In a world where regulatory filings can feel dull and dry, this case brings the drama—and the snark. Let’s walk through how these two satcom mega constellations are publicly dueling in a governmental arena.
How it started: In early March, Amazon Leo sent a petition to the FCC, urging the office to deny SpaceX’s application to build a million-sat constellation in LEO. Amazon’s argument is that SpaceX’s orbital data center proposal provides “only the barest outline.”
Because SpaceX doesn’t include specifics about its planned constellation—from a still-in-development satellite development program, to a 1,500-km wide potential operating area, to the timeline for launch—Amazon asked the FCC to reject the proposal.
“In short, the application seems to describe a lofty ambition rather than a real plan—and a
speculative placeholder, rather than a complete application under the commission’s rules,” Amazon wrote in the petition.
How it’s going: SpaceX, however, has pulled an Uno reverse. Last week, Blue Origin submitted its own FCC filing to get the ok to launch its own orbital-data-center network, which is a 51,000+ constellation dubbed Project Sunrise.
SpaceX submitted a response to Blue Origin’s proposal.

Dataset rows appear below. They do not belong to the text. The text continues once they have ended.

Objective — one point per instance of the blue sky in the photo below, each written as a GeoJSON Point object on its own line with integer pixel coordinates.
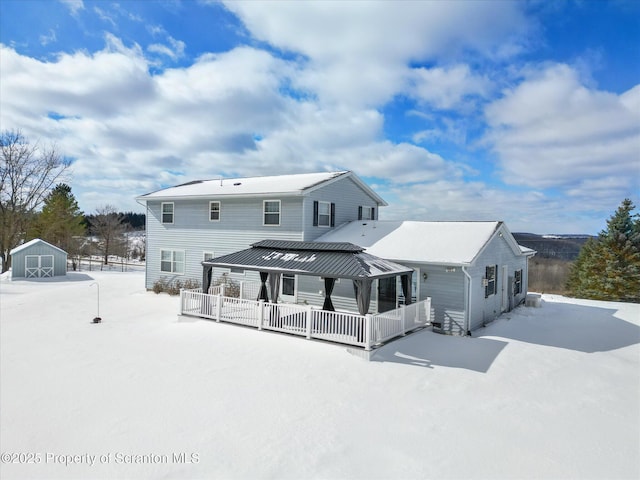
{"type": "Point", "coordinates": [527, 112]}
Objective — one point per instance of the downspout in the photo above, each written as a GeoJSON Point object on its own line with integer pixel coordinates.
{"type": "Point", "coordinates": [468, 309]}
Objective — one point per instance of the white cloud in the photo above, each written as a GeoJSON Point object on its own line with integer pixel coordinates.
{"type": "Point", "coordinates": [552, 131]}
{"type": "Point", "coordinates": [359, 52]}
{"type": "Point", "coordinates": [74, 6]}
{"type": "Point", "coordinates": [447, 87]}
{"type": "Point", "coordinates": [175, 49]}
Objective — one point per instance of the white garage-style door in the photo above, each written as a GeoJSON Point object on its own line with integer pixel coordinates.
{"type": "Point", "coordinates": [38, 266]}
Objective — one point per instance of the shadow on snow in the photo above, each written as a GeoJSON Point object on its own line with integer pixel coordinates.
{"type": "Point", "coordinates": [581, 328]}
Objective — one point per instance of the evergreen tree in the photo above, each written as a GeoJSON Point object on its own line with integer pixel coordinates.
{"type": "Point", "coordinates": [60, 220]}
{"type": "Point", "coordinates": [609, 268]}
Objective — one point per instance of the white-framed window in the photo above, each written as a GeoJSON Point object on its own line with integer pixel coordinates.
{"type": "Point", "coordinates": [324, 214]}
{"type": "Point", "coordinates": [366, 213]}
{"type": "Point", "coordinates": [172, 261]}
{"type": "Point", "coordinates": [271, 212]}
{"type": "Point", "coordinates": [490, 280]}
{"type": "Point", "coordinates": [517, 282]}
{"type": "Point", "coordinates": [214, 211]}
{"type": "Point", "coordinates": [167, 212]}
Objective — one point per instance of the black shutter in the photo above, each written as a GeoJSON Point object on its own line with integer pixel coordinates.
{"type": "Point", "coordinates": [486, 287]}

SpaceX argues that—since the two programs are “similarly situated”—the FCC should consider Blue Origin’s objections to SpaceX’s proposal when considering Blue’s own application.
“SpaceX submits for the record Amazon’s petition to deny SpaceX’s orbital data center application and requests that the commission apply the substantive and procedural arguments in Amazon’s petition to Blue Origin’s application to facilitate equitable and consistent review and treatment across both applications,” SpaceX’s claim says—that’s legalese for FAFO.

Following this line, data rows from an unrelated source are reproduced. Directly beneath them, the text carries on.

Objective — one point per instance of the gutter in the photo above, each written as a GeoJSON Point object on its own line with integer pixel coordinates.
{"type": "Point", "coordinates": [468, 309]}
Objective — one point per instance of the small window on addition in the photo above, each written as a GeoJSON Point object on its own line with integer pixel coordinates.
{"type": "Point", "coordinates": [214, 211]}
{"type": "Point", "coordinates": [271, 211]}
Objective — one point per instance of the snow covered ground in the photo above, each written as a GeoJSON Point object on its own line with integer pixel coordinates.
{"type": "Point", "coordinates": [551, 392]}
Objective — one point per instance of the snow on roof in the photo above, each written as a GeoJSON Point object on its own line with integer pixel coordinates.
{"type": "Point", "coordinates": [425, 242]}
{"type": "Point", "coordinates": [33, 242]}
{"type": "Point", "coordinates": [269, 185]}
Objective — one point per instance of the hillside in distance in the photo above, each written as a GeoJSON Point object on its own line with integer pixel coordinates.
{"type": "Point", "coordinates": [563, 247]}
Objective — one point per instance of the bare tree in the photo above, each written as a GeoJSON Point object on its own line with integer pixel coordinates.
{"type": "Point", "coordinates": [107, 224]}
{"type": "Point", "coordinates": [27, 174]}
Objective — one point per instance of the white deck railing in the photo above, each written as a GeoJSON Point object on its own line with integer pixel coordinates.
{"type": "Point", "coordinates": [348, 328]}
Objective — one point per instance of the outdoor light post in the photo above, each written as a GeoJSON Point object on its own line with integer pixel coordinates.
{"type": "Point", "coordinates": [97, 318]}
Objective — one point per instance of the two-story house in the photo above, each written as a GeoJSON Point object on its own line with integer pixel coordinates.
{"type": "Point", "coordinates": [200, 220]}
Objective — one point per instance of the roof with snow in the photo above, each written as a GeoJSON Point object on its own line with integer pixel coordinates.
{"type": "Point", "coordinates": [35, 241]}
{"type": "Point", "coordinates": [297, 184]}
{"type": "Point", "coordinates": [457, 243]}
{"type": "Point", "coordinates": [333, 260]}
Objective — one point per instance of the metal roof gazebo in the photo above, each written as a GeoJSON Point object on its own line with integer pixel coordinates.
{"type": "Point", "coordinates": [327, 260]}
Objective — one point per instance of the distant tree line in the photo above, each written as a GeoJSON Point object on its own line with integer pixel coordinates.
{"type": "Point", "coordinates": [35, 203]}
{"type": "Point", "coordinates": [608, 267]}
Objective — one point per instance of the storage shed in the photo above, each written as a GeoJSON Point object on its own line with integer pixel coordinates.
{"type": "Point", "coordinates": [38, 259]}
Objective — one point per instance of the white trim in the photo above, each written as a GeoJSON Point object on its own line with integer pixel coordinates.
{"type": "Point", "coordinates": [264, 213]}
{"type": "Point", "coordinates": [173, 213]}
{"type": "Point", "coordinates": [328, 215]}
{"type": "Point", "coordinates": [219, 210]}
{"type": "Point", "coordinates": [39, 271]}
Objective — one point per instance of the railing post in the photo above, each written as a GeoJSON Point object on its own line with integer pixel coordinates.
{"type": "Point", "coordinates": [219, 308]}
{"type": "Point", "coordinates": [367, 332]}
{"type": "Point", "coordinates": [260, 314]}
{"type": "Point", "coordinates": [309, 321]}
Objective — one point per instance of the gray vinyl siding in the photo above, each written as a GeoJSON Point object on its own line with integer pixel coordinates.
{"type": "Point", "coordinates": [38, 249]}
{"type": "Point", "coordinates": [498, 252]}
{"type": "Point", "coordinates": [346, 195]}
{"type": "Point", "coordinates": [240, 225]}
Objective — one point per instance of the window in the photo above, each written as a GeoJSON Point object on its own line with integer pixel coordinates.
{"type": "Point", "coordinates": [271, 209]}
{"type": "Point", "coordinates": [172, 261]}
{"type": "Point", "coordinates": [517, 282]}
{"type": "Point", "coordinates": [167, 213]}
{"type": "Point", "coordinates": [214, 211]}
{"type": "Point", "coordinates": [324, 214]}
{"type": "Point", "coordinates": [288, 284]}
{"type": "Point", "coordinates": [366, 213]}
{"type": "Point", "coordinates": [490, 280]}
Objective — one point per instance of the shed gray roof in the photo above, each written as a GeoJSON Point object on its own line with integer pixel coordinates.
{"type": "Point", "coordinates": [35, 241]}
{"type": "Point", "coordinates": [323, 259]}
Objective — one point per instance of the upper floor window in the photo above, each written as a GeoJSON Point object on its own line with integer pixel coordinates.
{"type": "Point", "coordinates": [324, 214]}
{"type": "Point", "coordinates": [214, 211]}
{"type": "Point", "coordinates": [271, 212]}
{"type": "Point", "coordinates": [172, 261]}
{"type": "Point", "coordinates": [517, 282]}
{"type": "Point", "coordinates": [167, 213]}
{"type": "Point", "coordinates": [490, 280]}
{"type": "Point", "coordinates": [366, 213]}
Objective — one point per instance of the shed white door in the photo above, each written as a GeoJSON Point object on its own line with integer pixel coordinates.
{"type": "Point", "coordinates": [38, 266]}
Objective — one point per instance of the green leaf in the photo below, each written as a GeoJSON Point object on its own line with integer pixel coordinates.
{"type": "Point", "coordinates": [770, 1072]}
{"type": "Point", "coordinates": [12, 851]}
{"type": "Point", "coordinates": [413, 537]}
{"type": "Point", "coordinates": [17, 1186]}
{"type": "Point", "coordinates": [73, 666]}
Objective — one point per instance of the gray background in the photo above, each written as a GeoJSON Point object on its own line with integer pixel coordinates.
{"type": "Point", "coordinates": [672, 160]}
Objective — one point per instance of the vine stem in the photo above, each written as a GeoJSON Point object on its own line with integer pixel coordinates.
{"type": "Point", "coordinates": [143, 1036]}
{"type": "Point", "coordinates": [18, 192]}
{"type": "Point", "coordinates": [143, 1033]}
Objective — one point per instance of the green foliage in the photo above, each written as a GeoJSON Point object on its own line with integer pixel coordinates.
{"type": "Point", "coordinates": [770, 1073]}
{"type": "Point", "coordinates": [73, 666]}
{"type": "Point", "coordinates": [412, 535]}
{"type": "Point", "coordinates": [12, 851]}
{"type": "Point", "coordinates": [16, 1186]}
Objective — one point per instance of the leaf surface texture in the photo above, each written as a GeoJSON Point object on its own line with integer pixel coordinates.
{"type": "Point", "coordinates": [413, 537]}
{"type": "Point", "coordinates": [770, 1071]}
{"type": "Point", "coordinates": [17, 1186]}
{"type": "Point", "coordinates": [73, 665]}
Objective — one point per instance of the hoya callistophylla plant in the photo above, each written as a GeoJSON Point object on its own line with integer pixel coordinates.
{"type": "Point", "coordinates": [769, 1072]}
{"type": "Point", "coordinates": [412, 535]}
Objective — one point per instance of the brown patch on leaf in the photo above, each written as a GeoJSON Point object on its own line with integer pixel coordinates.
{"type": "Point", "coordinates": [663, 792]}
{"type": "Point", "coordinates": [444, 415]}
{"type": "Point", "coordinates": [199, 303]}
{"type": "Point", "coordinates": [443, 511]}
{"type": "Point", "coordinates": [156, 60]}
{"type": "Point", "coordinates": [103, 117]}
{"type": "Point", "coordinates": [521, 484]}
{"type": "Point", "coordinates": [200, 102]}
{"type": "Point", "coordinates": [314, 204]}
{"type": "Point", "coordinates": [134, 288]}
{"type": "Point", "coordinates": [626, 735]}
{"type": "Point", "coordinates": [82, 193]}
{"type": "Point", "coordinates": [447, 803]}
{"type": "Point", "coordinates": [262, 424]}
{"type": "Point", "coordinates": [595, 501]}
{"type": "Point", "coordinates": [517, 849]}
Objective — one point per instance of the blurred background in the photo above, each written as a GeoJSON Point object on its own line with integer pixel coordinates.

What’s next: The FCC will have to decide what it will allow in the orbital-data-center field—but SpaceX seems to have support from high places. Shortly after Amazon filed its petition against SpaceX’s plan, FCC Chair Brendan Carr essentially told Amazon to mind its own business.
“Amazon should focus on the fact that it will fall roughly 1,000 satellites short of meeting its upcoming deployment milestone, rather than spending their time and resources filing petitions against companies that are putting thousands of satellites in orbit,” Carr wrote on X.